Be sure to choose a backend and replace "desired_backend" with the target name.

# Define shots and desired backend (replace "desired_backend" with your backend)
shot_count = 1024
backend_name = "desired_backend"

# Run the circuit with the execute function
fire_opal_job = fo.execute(
    circuits=[qasm3.dumps(qc)],
    shot_count=shot_count,
    credentials=credentials,
    backend_name=backend_name,
)

fire_opal_job.result()

2.2 Submitting a circuit with `execute` on IonQ

# Create a basic circuit with a Hadamard and a CNOT gate
qc = """
OPENQASM 3.0;
include "stdgates.inc";
bit[2] b;
qubit[2] q;
h q[0];
cx q[0], q[1];
b[0] = measure q[0];
b[1] = measure q[1];
"""

circuit = Circuit.from_ir(qc)
print(circuit)

Use the function show_supported_devices to list the devices that are supported by Fire Opal and accessible to you, and choose a backend device.

supported_devices = fo.show_supported_devices(credentials=credentials)[
    "supported_devices"
]
for name in supported_devices:
    print(name)

# Enter your desired IonQ backend here or select one with a small queue
shot_count = 1024
backend_name = "desired_backend"
print(f"Will run on backend: {backend_name}")

fire_opal_job = fo.execute(
    circuits=[qc],
    shot_count=shot_count,
    credentials=credentials,
    backend_name=backend_name,
)

fire_opal_result = fire_opal_job.result()

3. Running multiple jobs in Fire Opal

The following code demonstrates a basic example of using iterate to submit multiple jobs on IBM Quantum. You can also refer to more in-depth guides on using iterate to run batch workloads and variational algorithms.

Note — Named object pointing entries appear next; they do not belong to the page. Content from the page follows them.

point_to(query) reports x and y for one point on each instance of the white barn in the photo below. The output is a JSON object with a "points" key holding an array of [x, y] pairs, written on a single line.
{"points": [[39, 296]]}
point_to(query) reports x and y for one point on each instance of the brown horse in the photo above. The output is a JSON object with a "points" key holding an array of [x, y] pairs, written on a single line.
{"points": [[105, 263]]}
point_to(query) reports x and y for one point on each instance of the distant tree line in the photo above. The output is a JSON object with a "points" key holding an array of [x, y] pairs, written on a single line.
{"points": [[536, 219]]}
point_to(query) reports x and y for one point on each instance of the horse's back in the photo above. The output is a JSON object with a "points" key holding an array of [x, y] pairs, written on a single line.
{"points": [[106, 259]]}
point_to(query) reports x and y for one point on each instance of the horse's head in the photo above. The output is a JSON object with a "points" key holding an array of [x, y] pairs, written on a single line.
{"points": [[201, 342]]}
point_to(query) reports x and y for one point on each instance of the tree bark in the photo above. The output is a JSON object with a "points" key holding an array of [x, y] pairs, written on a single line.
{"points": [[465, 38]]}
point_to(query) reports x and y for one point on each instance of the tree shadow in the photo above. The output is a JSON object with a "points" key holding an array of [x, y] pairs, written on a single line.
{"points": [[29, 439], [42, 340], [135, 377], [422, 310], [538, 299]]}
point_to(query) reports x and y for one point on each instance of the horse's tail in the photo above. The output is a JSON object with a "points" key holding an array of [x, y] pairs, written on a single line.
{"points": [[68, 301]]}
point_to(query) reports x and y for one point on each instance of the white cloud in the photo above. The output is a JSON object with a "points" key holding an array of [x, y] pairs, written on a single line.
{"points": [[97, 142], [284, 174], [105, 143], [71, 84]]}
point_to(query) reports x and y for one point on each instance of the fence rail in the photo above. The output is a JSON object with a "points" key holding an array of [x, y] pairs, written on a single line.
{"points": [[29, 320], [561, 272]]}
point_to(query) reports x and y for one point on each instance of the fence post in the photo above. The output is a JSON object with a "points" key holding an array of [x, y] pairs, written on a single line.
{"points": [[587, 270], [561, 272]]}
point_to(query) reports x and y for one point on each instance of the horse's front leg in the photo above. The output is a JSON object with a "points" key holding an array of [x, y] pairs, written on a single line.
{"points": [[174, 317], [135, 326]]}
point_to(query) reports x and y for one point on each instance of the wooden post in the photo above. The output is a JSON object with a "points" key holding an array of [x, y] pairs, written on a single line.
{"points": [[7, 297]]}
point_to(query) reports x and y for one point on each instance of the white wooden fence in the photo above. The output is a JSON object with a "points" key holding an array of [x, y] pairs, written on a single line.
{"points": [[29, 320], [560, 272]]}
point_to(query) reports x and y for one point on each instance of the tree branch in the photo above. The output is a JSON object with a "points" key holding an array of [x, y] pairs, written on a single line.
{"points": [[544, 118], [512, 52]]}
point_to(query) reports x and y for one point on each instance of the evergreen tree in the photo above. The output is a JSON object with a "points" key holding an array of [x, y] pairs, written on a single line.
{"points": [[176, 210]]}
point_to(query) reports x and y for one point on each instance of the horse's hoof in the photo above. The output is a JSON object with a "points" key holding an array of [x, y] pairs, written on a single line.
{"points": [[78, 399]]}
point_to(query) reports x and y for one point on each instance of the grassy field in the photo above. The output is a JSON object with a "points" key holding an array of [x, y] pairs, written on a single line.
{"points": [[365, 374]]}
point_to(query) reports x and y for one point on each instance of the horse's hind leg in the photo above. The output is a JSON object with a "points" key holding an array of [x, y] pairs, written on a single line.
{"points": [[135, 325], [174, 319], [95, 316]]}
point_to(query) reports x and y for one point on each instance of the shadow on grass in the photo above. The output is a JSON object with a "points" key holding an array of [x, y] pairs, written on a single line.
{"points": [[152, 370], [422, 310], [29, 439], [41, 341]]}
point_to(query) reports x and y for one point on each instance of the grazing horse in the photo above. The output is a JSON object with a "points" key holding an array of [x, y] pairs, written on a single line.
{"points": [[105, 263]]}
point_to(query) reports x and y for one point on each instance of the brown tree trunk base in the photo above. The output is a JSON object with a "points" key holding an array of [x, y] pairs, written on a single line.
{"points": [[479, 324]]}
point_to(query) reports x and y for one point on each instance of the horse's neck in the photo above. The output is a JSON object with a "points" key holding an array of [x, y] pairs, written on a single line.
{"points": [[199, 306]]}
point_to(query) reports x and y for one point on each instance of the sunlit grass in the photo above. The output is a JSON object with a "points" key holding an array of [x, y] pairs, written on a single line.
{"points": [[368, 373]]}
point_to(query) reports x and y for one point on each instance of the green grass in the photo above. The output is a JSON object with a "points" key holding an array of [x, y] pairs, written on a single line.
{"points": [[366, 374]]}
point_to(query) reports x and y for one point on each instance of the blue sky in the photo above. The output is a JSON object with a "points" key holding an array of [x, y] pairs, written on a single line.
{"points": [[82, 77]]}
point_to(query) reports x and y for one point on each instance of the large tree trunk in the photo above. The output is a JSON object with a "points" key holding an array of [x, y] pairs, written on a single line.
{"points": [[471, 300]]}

# Creating a parameterized circuit
from qiskit.circuit import Parameter

angle = Parameter("alpha")
param_qc = QuantumCircuit(1)
param_qc.rx(angle, 0)
param_qc.measure_all()
param_qc.draw("mpl")

# Generate sets of random values for the parameters
random_values = np.random.rand(500, 2)
parameter_dicts = [
    {param.name: val for param, val in zip(param_qc.parameters, values)}
    for values in random_values
]

# Split the dictionary of parameters to account for the max job size.
max_size = 300
result_arrays = np.array_split(
    parameter_dicts, np.ceil(len(parameter_dicts) / max_size)
)

# Define the backend (replace "desired_backend" with your backend)
backend_name = "desired_backend"
# Submit jobs for each list of parameters
jobs = []
for param_array in result_arrays:
    fire_opal_job = fo.iterate(
        circuits=[qasm3.dumps(param_qc)],
        shot_count=1024,
        credentials=credentials,
        backend_name=backend_name,
        parameters=param_array.tolist(),
    )
    jobs.append(fire_opal_job)

results = []
for job in jobs:
    results.append(job.result())

You can use the iterate function to bypass the limit of 300 circuits from the execute function, however, this will initiate a session on IBM Quantum, which may incur in additional costs. If your workflow does not involve dependent iterations, an alternative is to split your circuits into batches of 300.